(1) Field of the Invention
Molecular complexes showing spin transition phenomena have been the subject of fundamental research since their discovery in 1931. Since then approximately three hundred complexes have been synthesised and studied using different physical-chemical techniques. The spin transition phenomenon can be initiated by temperature, pressure (G. Molnar et al., J. Phys., B. 107, 2003, p. 3149; A. Bousseksou et al., C. R. Chimie 6, 2003, p. 329), an intense magnetic field (Bousseksou et al., Top. Curr. Chem. 235, 2004, p. 65) or light (N. Ould Moussa et al., Phys. Rev. Lett., 94 2005, p. 107205; S. Bonhommeau et al., Angew. Chem. Int., Ed. 44, 2005, p. 2) and is accompanied by a change in magnetic, optical and/or electrical properties. This phenomenon has been physically modelled and is well understood (A. Bousseksou et al., Eur. J. Inorg. Chem., 2004, p. 4353). From the point of view of applications a number of interesting prospects have been suggested (O. Kahn et al., Science 279, 1998, p. 44; O. Kahn et al., Chem. Mater. 9, 1997, p. 3199; O. Kahn et al., Adv. Mater. 4, 1992, p. 718). In particular thermal hysteresis of the dielectric constant in the course of spin transition has been discovered (FR 0111328, EP1430552, A. Bousseksou et al., J. Mater. Chem. 13, 2003, p. 2069), thus making it possible to design micro-nano-condensers having the property of storing information on the molecular aggregate scale.
(2) Description of Related Art
Using the physical properties of inorganic and organometallic complexes generally requires placing these compounds as a thin layer on a substrate and, if necessary, micro- or nano-structuring into elements of submicron size. The difficulty in this lies in compatibility between the product and the process of deposition, because spin transition is a phenomenon which is very sensitive to various disturbances of the crystal lattice.

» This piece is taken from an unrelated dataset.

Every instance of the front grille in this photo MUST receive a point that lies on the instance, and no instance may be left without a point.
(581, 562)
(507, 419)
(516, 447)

So far two methods of deposition have been suggested:                the method known as the Langmuir Blodgett method, which consists of preparing a film by transferring a single layer floating on a liquid onto a solid support. This method can however only produce a two-dimensional monolayer; this is inadequate for most applications because (1) it is difficult to detect hysteresis cycles in a monolayer (particularly in the case of a deposit on a small surface area) and (2) maintenance of the hysteresis cycle is not ensured in the case of a single monolayer.        The method known as “spin coating”, which consists of depositing a fluid on a support by centrifuging (spinning plate), followed if appropriate by evaporation of the solvent. However the spin transition material is deposited in the form of a mixture with an inactive matrix, generally a polymer. Mixing of the active material with the matrix may be discontinuous and generally gives rise to a non-homogeneous deposit. In addition to this, dissolution of the material in the matrix causes loss of the crystalline lattice. These disadvantages therefore limit the use of this process.        
There is therefore at the present time no method through which a thin layer of spin transition complexes can be deposited as a thin layer while maintaining the properties of spin transition, hysteresis and a surface condition of acceptable quality. It is therefore particularly desirable to provide a process for the deposition of spin transition complexes as thin layers which will fulfil these requirements.